1. Fourth-Quarter Earnings Exceed Prior Year Levels
Marathon Petroleum reported fourth-quarter net income attributable to the company of $1.5 billion, or $5.12 per diluted share, compared with $371 million, or $1.15 per diluted share, in Q4 2024. Adjusted net income reached $1.2 billion, or $4.07 per diluted share, up from $249 million, or $0.77 per diluted share, a year earlier. Adjusted EBITDA for the quarter was $3.5 billion, a 65% increase year-over-year, driven by a refining & marketing segment EBITDA of $2.0 billion—nearly quadruple the prior year’s result—and midstream EBITDA of $1.7 billion. Refinery utilization averaged 95% with throughput of 3.0 million barrels per day, while R&M margin widened to $18.65 per barrel, supported by robust crack spreads despite a modest rise in operating costs to $5.70 per barrel.

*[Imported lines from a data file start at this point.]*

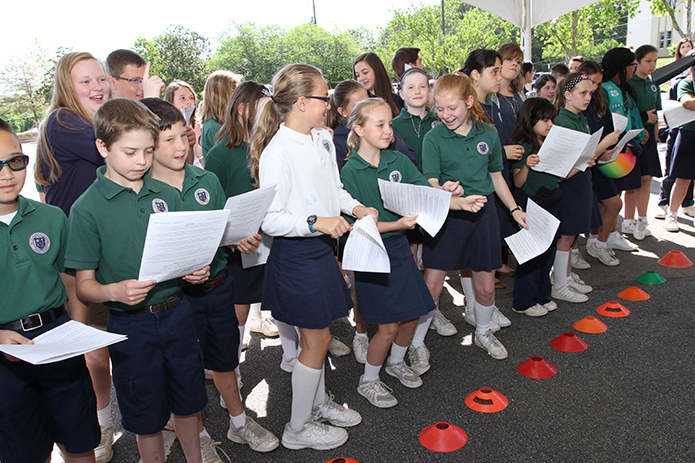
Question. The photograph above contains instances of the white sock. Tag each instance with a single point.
(320, 397)
(104, 416)
(238, 421)
(468, 292)
(397, 353)
(483, 315)
(287, 340)
(255, 312)
(305, 381)
(423, 326)
(371, 373)
(562, 258)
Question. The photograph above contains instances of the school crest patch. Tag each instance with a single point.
(40, 243)
(202, 196)
(159, 205)
(483, 148)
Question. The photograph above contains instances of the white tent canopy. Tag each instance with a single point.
(528, 14)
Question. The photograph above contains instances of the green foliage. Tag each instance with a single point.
(590, 31)
(258, 52)
(465, 29)
(178, 53)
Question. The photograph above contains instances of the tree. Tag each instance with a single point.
(590, 31)
(178, 53)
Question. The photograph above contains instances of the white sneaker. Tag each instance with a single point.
(577, 260)
(360, 345)
(603, 254)
(663, 211)
(288, 365)
(491, 344)
(419, 359)
(469, 316)
(377, 393)
(641, 230)
(533, 311)
(567, 293)
(208, 450)
(104, 451)
(266, 326)
(442, 324)
(337, 415)
(499, 318)
(578, 284)
(618, 242)
(404, 373)
(257, 437)
(314, 435)
(672, 223)
(338, 348)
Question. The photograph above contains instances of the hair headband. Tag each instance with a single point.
(573, 83)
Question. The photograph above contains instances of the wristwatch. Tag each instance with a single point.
(311, 220)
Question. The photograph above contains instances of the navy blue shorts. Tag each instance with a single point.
(397, 296)
(466, 241)
(43, 404)
(216, 325)
(248, 282)
(158, 370)
(303, 285)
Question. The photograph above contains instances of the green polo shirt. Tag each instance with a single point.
(108, 226)
(203, 192)
(32, 258)
(360, 180)
(535, 179)
(685, 87)
(413, 130)
(570, 120)
(231, 165)
(448, 156)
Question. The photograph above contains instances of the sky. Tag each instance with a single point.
(100, 28)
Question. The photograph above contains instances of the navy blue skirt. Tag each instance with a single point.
(576, 204)
(466, 241)
(397, 296)
(303, 285)
(683, 159)
(649, 160)
(248, 283)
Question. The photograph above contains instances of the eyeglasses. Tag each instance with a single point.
(16, 163)
(134, 81)
(325, 99)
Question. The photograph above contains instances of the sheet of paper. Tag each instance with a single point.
(246, 214)
(179, 243)
(259, 257)
(589, 150)
(676, 115)
(430, 205)
(621, 144)
(619, 122)
(63, 342)
(560, 151)
(542, 226)
(364, 249)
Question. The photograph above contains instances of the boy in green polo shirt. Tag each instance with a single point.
(158, 370)
(40, 404)
(212, 301)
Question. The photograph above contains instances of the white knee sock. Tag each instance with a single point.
(562, 258)
(483, 315)
(305, 381)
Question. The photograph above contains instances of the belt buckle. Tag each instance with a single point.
(21, 322)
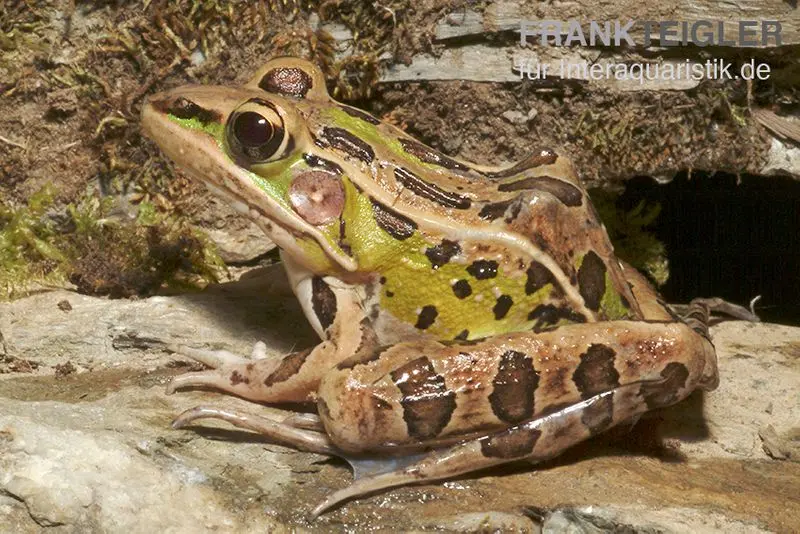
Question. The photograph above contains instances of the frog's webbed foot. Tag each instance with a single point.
(292, 431)
(218, 358)
(718, 305)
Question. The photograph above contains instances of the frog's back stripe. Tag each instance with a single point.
(427, 403)
(342, 140)
(428, 155)
(183, 108)
(543, 157)
(433, 192)
(495, 210)
(398, 226)
(516, 442)
(287, 81)
(566, 193)
(357, 113)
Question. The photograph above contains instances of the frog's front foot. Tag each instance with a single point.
(292, 431)
(258, 378)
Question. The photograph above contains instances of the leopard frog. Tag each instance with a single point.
(469, 316)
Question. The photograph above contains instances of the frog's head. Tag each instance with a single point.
(251, 146)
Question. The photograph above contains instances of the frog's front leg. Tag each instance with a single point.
(521, 396)
(334, 310)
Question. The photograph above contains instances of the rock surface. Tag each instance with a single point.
(85, 441)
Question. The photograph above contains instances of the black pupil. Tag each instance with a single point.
(252, 129)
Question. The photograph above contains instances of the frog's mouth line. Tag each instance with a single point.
(203, 160)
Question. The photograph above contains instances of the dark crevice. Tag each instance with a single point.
(728, 237)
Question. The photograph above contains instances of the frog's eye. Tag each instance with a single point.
(256, 133)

2. Capital Returns Drive Shareholder Value
In 2025, Marathon returned $4.5 billion to shareholders through dividends and share repurchases, representing an 11.7% capital return yield. Cash from operations totaled $8.3 billion, enabling peer-leading returns. During Q4, the company repurchased approximately $1.3 billion of stock under its remaining $4.4 billion authorization and maintained a dividend coverage position supported by growing distributions from its midstream affiliate. MPLX distributions are expected to more than fund MPC’s 2026 dividend and standalone capital program, reinforcing the integrated model’s differentiation.

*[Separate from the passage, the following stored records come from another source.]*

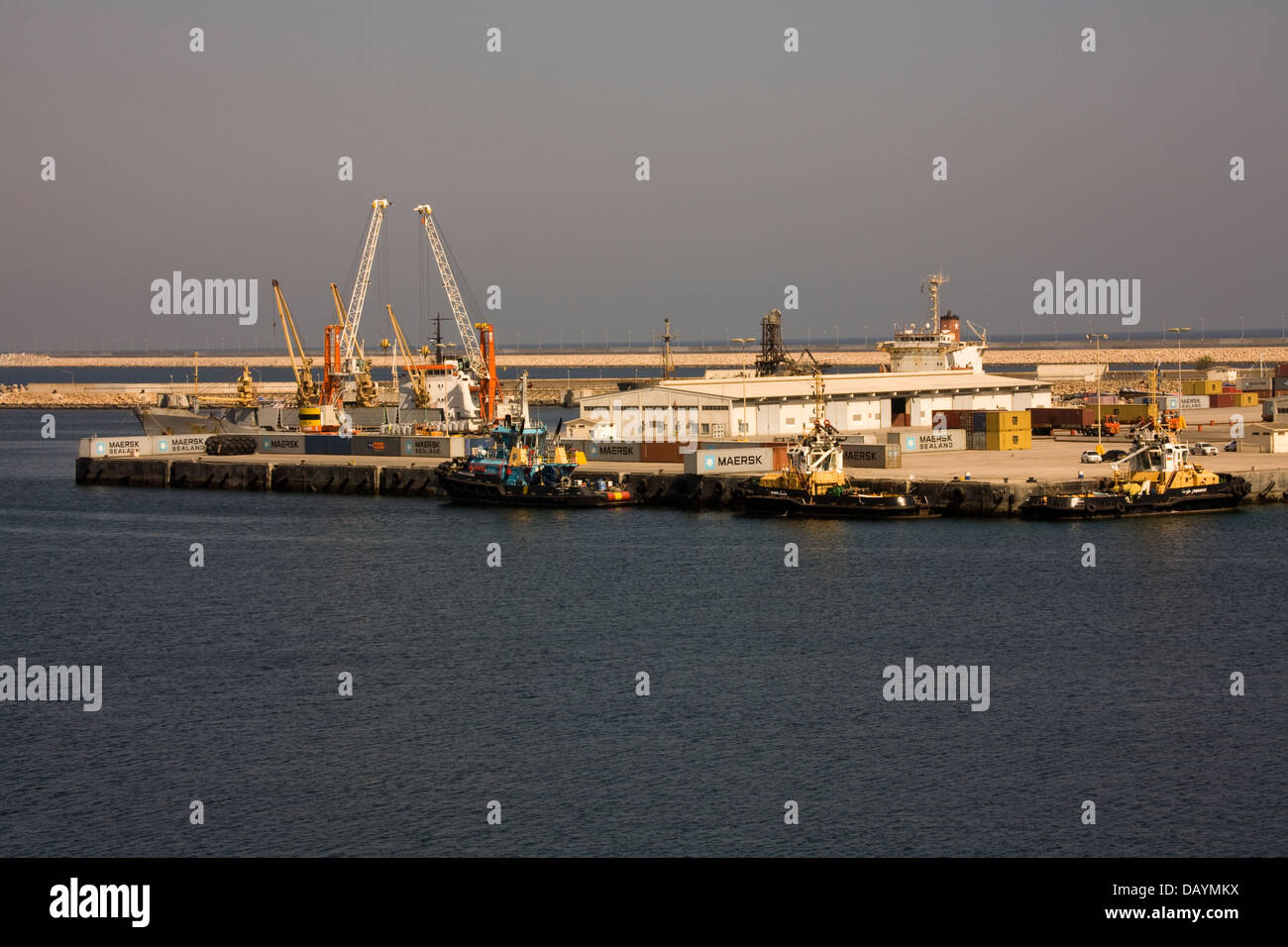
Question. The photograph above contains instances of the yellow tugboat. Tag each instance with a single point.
(814, 484)
(1155, 476)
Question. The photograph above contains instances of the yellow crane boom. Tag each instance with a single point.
(419, 384)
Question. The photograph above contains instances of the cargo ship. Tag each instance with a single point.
(814, 484)
(1154, 478)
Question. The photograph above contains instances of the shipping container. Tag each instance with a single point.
(179, 444)
(605, 451)
(1009, 440)
(1201, 386)
(730, 460)
(921, 441)
(138, 446)
(443, 447)
(281, 444)
(870, 455)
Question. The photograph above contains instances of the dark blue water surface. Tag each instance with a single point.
(518, 684)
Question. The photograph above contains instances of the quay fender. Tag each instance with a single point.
(123, 474)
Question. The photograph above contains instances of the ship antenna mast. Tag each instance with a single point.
(932, 282)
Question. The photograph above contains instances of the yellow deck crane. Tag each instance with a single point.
(344, 357)
(419, 384)
(305, 390)
(365, 389)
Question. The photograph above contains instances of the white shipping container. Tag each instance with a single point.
(626, 451)
(923, 441)
(434, 446)
(179, 444)
(281, 444)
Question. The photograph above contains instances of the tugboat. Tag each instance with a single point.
(1155, 476)
(812, 483)
(523, 470)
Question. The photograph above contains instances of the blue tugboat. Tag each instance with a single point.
(523, 468)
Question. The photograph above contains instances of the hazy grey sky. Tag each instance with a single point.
(768, 167)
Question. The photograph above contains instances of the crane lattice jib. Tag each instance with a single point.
(349, 338)
(473, 354)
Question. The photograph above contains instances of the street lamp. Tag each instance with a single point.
(742, 424)
(1184, 329)
(1100, 433)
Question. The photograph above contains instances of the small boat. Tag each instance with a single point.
(1155, 476)
(814, 484)
(524, 470)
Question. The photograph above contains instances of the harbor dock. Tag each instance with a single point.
(974, 483)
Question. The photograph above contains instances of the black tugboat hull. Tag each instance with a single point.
(785, 504)
(1216, 497)
(465, 488)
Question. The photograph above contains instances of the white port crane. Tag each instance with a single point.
(353, 316)
(473, 354)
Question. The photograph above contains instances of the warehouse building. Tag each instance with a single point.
(784, 406)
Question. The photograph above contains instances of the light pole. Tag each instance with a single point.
(1100, 433)
(1183, 329)
(742, 424)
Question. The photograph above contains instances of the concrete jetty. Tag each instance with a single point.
(975, 483)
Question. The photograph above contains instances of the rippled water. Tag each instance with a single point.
(518, 684)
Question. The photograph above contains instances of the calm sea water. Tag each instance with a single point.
(518, 684)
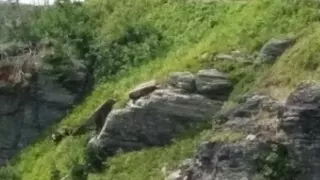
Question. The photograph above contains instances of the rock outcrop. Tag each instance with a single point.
(32, 99)
(301, 122)
(158, 116)
(275, 48)
(260, 154)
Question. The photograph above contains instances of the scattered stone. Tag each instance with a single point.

3. Strategic Venezuelan Crude Procurement
At the end of January, Marathon anticipated processing two cargoes of Venezuelan heavy crude at its U.S. refineries, targeting improved feedstock economics and margin capture. This marks a shift toward heavier slate utilization as specialized units at Garyville and Galveston Bay come online. The feedstock optimization project at Garyville will displace higher-cost intermediates with crude, with a $110 million investment in 2026 and $185 million in 2027, scheduled for completion by year-end 2027. Enhanced heavy feedstock handling is expected to lift R&M margin performance in the second half of 2026.

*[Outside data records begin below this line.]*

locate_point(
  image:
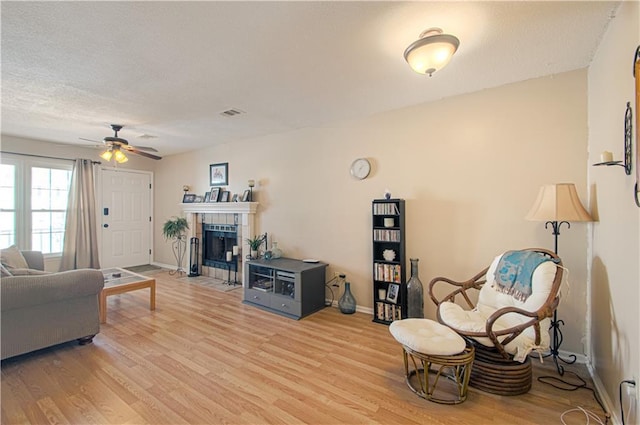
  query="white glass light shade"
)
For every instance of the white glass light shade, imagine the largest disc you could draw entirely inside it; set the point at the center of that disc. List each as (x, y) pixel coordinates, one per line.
(106, 155)
(431, 52)
(558, 202)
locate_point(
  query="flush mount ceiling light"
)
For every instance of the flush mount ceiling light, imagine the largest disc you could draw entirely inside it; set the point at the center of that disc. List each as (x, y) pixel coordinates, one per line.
(431, 52)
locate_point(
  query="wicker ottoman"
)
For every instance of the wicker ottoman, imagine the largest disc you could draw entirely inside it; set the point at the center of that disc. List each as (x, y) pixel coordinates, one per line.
(438, 350)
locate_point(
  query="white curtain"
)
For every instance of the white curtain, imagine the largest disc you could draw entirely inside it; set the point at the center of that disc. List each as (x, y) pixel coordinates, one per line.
(80, 249)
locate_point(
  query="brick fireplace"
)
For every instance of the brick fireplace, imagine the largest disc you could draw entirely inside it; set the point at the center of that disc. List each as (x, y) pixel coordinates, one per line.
(222, 219)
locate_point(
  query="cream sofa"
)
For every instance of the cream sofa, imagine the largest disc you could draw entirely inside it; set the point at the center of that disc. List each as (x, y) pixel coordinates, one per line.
(40, 310)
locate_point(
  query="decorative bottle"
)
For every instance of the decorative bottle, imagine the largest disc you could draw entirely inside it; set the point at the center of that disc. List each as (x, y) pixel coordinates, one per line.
(415, 293)
(347, 303)
(275, 251)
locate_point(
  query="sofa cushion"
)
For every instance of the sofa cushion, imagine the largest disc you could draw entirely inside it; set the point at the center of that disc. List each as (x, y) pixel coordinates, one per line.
(12, 258)
(27, 272)
(4, 272)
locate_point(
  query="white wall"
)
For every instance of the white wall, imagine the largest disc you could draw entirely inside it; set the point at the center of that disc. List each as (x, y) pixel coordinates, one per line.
(469, 168)
(614, 294)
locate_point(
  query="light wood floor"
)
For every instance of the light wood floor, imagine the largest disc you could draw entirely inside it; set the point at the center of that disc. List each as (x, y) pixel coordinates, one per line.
(203, 357)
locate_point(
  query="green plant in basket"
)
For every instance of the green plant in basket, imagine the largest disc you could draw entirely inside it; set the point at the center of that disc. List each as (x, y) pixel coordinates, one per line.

4. 2026 Capital Spending Focuses on High-Return Projects
Marathon’s standalone capital budget for 2026 is $1.5 billion, allocated 65% to value-enhancing projects and 35% to sustaining work. Key investments include $350 million for a 90 thousand-barrel-per-day distillate hydrotreater at Galveston Bay and $50 million to enhance jet fuel output flexibility at Robinson. At El Paso, a $35 million yield improvement project on the fluid catalytic cracker and alkylation units will complete in Q2 2026, while Los Angeles utility modernization wraps up post-turnaround. The combined program aims to boost throughput, elevate product yields and strengthen margin resilience across MPC’s refinery network.